Sebelum berangkat ayah Tari sarapan terlebih dahulu baru di ikuti Tari
dan Putri. Merekapun sarapan bersama-sama. Setelah selesai
sarapan,Taripun langsung pergi ke sekolah. Sungguh tiada disangka dan
diduga kalau hari ini dia juga bertemu dengan Andika. Ditengah
perjalanan mereka tampak asyk mengobrol layaknya sepasang kekasih.
Padahal mereka hanya sebatas teman biasa.
“Tari apa kamu ada waktu hari minggu nanti.....”
“waktu apa......?”
“Waktu kosong....”
“Kalau ada saya mau mengajak kamu pergi ketempat yang belum pernah kita kunjungi di desa ini.”
“Ada....”
“Ok... kalau begitu nanti saya tanya sama ayah boleh apa tidak.”
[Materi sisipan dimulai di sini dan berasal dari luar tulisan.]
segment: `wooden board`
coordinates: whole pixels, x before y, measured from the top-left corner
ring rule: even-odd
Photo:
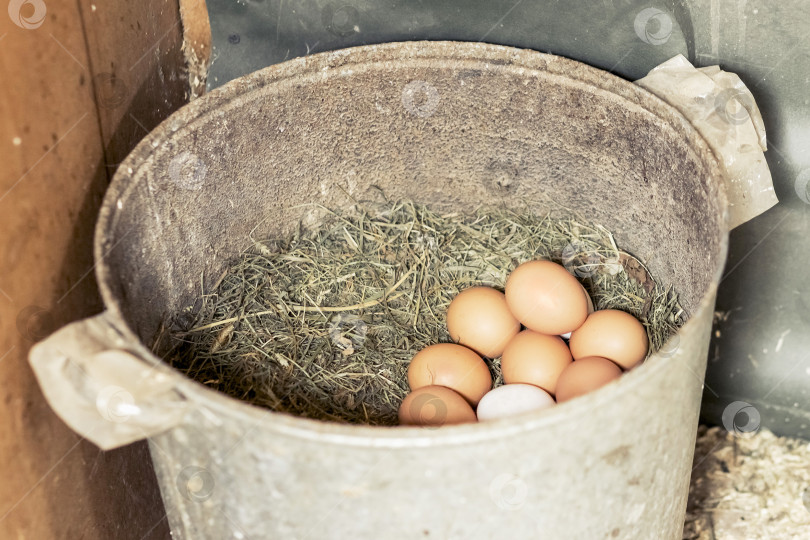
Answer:
[[[9,10],[0,13],[0,538],[167,538],[145,443],[101,452],[75,435],[45,403],[27,353],[102,309],[92,233],[104,190],[137,141],[188,99],[178,2],[12,0]]]

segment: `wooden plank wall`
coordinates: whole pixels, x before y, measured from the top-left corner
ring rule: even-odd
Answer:
[[[204,13],[204,0],[183,1]],[[5,4],[0,538],[167,538],[145,443],[101,452],[75,435],[26,358],[37,339],[102,309],[92,233],[104,190],[131,148],[188,100],[178,0]],[[207,43],[205,31],[195,36],[209,52],[210,31]]]

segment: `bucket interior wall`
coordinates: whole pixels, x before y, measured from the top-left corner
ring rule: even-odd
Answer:
[[[692,142],[663,105],[651,110],[566,75],[572,62],[536,56],[533,66],[413,58],[311,72],[299,62],[294,77],[270,68],[234,83],[246,88],[217,108],[175,115],[103,238],[122,315],[150,343],[251,234],[315,223],[322,213],[304,203],[340,209],[383,194],[459,212],[569,208],[614,232],[694,310],[724,224]]]

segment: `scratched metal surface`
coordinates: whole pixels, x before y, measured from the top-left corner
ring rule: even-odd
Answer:
[[[720,424],[743,401],[757,425],[810,438],[810,3],[208,0],[208,8],[210,88],[297,56],[418,39],[527,47],[628,79],[678,53],[737,72],[763,112],[781,204],[731,234],[703,417]]]

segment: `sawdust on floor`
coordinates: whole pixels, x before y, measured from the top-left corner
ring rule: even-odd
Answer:
[[[700,426],[683,538],[810,538],[810,443]]]

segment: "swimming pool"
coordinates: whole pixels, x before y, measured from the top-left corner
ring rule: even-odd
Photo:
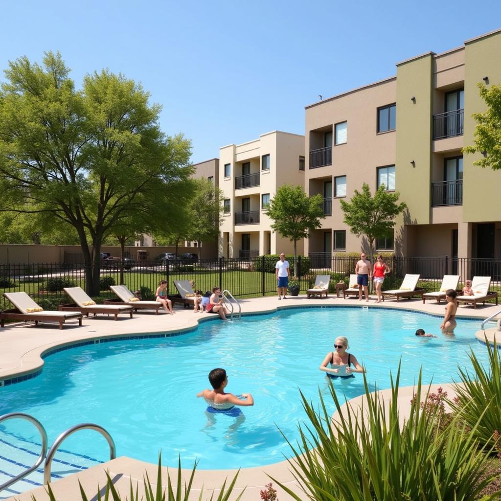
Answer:
[[[451,381],[457,364],[469,366],[470,347],[486,360],[473,335],[478,320],[459,320],[453,338],[414,335],[419,327],[437,333],[441,321],[402,310],[291,309],[206,322],[174,337],[76,348],[48,357],[40,376],[0,389],[0,414],[34,415],[47,428],[49,443],[70,426],[91,421],[111,433],[117,455],[155,462],[161,449],[168,465],[176,465],[178,455],[185,467],[195,458],[201,469],[264,465],[290,455],[277,426],[292,441],[297,438],[304,417],[298,388],[314,402],[319,386],[327,394],[318,366],[337,336],[348,338],[349,351],[366,366],[370,384],[382,389],[389,386],[390,371],[396,373],[401,356],[402,386],[414,383],[421,365],[424,382]],[[254,396],[255,406],[243,409],[244,420],[208,417],[205,403],[195,397],[216,367],[226,369],[227,391]],[[348,398],[364,391],[360,375],[333,384]],[[16,432],[11,422],[9,429]],[[27,436],[31,432],[23,436],[38,440]],[[72,436],[64,448],[107,459],[104,439],[90,431]]]

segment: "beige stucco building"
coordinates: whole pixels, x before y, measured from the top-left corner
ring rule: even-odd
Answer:
[[[272,232],[265,213],[282,184],[304,186],[305,137],[274,131],[219,149],[219,188],[224,194],[219,255],[247,258],[293,252],[293,244]],[[298,242],[298,253],[303,253]]]
[[[358,252],[340,199],[367,183],[400,192],[408,208],[377,249],[406,256],[501,257],[501,173],[474,166],[477,85],[501,82],[501,30],[397,64],[396,76],[306,107],[305,187],[326,217],[305,253]]]

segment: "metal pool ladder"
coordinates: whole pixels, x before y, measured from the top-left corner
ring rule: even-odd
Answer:
[[[228,298],[228,296],[229,297]],[[235,315],[236,316],[236,318],[239,320],[241,318],[242,313],[242,309],[240,307],[240,303],[238,303],[236,299],[235,299],[231,293],[227,289],[225,289],[223,291],[222,297],[224,298],[225,302],[227,303],[231,307],[231,311],[230,313],[231,313],[231,319],[232,320],[233,320],[233,313],[234,311],[234,307],[233,305],[236,305],[236,306],[238,306],[238,310],[235,313]],[[232,301],[230,301],[229,298],[231,298]]]
[[[54,459],[54,455],[59,448],[59,446],[67,437],[72,435],[75,431],[78,431],[79,430],[94,430],[101,433],[106,439],[108,444],[110,446],[110,459],[114,459],[116,457],[116,447],[113,439],[102,426],[100,426],[98,424],[94,424],[92,423],[82,423],[81,424],[77,424],[74,426],[72,426],[71,428],[69,428],[66,431],[63,431],[56,439],[56,441],[52,444],[52,447],[51,447],[48,453],[47,432],[42,424],[36,418],[30,416],[29,414],[25,414],[23,412],[11,412],[10,414],[5,414],[3,416],[0,416],[0,422],[16,418],[26,419],[35,425],[40,432],[40,435],[42,437],[42,450],[40,452],[40,455],[38,456],[38,459],[37,459],[33,466],[22,472],[14,478],[11,478],[5,483],[3,483],[0,485],[0,491],[12,485],[13,483],[15,483],[18,480],[25,478],[32,471],[34,471],[42,464],[44,459],[45,459],[45,463],[44,465],[44,484],[47,485],[51,481],[51,466],[52,464],[52,460]]]

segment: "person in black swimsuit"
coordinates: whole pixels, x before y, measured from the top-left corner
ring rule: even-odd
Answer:
[[[344,336],[336,338],[334,341],[335,351],[325,356],[319,369],[326,372],[327,375],[333,379],[338,378],[347,379],[354,377],[354,372],[365,372],[364,368],[358,363],[355,356],[347,353],[348,347],[348,339],[346,338]],[[353,367],[351,366],[352,364]],[[329,365],[330,367],[328,367]]]

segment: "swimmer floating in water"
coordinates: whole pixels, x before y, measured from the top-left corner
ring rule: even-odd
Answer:
[[[213,389],[203,390],[197,394],[203,397],[208,404],[209,412],[223,412],[232,409],[235,405],[246,406],[254,405],[254,399],[250,393],[242,393],[239,398],[233,393],[226,393],[224,388],[228,384],[228,376],[224,369],[213,369],[209,373],[209,381]]]
[[[327,372],[327,375],[333,379],[341,378],[343,379],[354,377],[354,372],[365,372],[364,368],[357,359],[351,353],[346,352],[348,347],[348,339],[344,336],[336,338],[334,341],[335,351],[331,352],[325,356],[324,361],[318,368]],[[330,364],[330,367],[327,366]],[[351,367],[351,364],[354,365]]]
[[[416,331],[416,335],[420,336],[422,338],[437,338],[438,336],[435,336],[434,334],[425,334],[424,333],[424,331],[422,329],[418,329]]]

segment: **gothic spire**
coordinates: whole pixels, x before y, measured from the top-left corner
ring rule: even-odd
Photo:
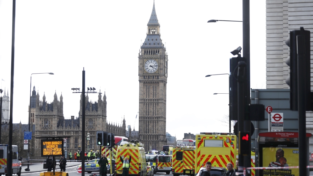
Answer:
[[[157,20],[157,18],[156,17],[156,8],[154,7],[154,1],[153,1],[153,7],[152,8],[151,16],[150,17],[149,21],[148,22],[148,25],[155,25],[157,24],[160,25],[159,21]]]

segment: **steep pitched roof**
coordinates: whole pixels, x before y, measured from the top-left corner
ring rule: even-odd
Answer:
[[[156,9],[154,7],[154,1],[153,1],[153,7],[152,8],[151,16],[150,17],[149,21],[148,22],[148,25],[155,25],[156,24],[159,24],[159,21],[157,20],[157,18],[156,17]]]

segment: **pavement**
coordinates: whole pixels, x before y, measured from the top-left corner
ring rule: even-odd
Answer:
[[[86,162],[85,162],[85,163]],[[43,172],[47,171],[47,169],[44,168],[44,163],[29,163],[29,169],[30,171],[26,171],[25,169],[27,168],[27,163],[23,163],[22,164],[22,173],[32,173],[33,172]],[[66,168],[72,166],[78,166],[81,164],[81,162],[69,162],[68,161],[66,162]],[[57,165],[55,166],[55,169],[58,171],[59,171],[60,167],[59,166],[59,163],[57,163]]]

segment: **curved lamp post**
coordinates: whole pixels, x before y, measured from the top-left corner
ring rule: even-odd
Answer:
[[[29,91],[29,111],[28,113],[28,131],[30,131],[30,103],[32,100],[32,75],[35,74],[49,74],[49,75],[54,75],[53,73],[32,73],[30,75],[30,90]],[[28,142],[28,144],[29,142]],[[26,171],[29,171],[29,146],[28,146],[28,151],[27,152],[27,168],[25,169]]]
[[[220,20],[220,21],[222,21],[222,20]],[[209,22],[208,21],[208,22],[209,23]],[[228,74],[228,73],[224,73],[224,74],[216,74],[215,75],[207,75],[205,77],[209,77],[211,76],[213,76],[214,75],[228,75],[228,91],[229,91],[229,93],[228,93],[228,94],[226,93],[214,93],[214,94],[213,94],[213,95],[216,95],[216,94],[229,94],[229,104],[228,104],[228,105],[229,106],[229,115],[228,115],[228,116],[229,116],[229,132],[231,132],[232,121],[231,121],[231,118],[230,117],[230,114],[231,114],[231,113],[231,113],[230,111],[231,111],[231,105],[230,104],[230,75],[229,75],[229,74]]]

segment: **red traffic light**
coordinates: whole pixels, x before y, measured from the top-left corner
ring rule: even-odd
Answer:
[[[249,135],[248,134],[247,134],[246,136],[244,136],[242,137],[242,140],[245,140],[248,141],[249,140]]]

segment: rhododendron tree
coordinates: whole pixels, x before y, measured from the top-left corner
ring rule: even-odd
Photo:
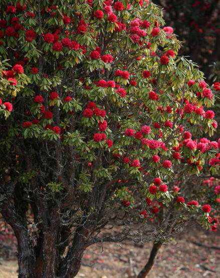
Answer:
[[[192,217],[210,225],[210,204],[172,184],[219,169],[219,141],[199,138],[217,127],[215,91],[178,56],[161,10],[142,0],[0,8],[0,204],[19,277],[72,277],[96,242],[160,244]]]
[[[181,53],[198,63],[207,77],[209,66],[219,61],[220,43],[217,0],[186,0],[184,6],[178,0],[155,0],[164,9],[167,32],[178,35],[184,42]]]

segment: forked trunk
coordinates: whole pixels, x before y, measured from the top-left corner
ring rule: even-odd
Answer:
[[[143,268],[137,275],[137,278],[145,278],[145,277],[147,277],[147,274],[149,273],[153,265],[154,259],[156,256],[157,252],[161,245],[162,243],[160,242],[154,242],[153,243],[153,248],[150,252],[148,260],[144,266]]]

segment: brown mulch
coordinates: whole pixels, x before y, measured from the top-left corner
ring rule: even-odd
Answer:
[[[198,246],[192,242],[198,242]],[[77,277],[131,278],[146,263],[151,244],[105,243],[87,249]],[[213,248],[214,246],[214,248]],[[215,247],[215,248],[214,248]],[[149,278],[220,277],[220,235],[193,231],[160,250]],[[0,278],[18,277],[15,245],[0,241]]]

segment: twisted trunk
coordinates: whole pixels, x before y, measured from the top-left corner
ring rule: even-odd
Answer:
[[[145,277],[147,277],[147,274],[149,273],[153,265],[155,258],[161,245],[162,243],[160,242],[154,242],[153,243],[153,248],[150,252],[148,260],[142,270],[137,275],[137,278],[145,278]]]

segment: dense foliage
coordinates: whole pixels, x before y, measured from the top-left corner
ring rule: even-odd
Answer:
[[[219,141],[198,138],[217,127],[216,85],[177,56],[161,10],[142,0],[0,9],[1,206],[19,276],[71,277],[97,242],[162,241],[191,218],[210,226],[206,191],[172,186],[219,169]],[[99,235],[109,223],[122,229]]]
[[[183,43],[181,53],[196,62],[208,77],[209,65],[219,61],[219,8],[218,0],[155,0],[164,9],[167,24]]]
“Kalau boleh kita langsung pergi, tapi kalau tidak diizinkan mas jangan kecewa ya.”
“Pastinya dong.”
Sekembalinya Tari kerumah, diapun langsung berjumpa dengan ayahnya dan
diapun mencoba meminta izin kepada ayahnya. Namun ayahnya tidak
mengizinkan, karena hari minggu nanti akan di adakan kongres lanjutan.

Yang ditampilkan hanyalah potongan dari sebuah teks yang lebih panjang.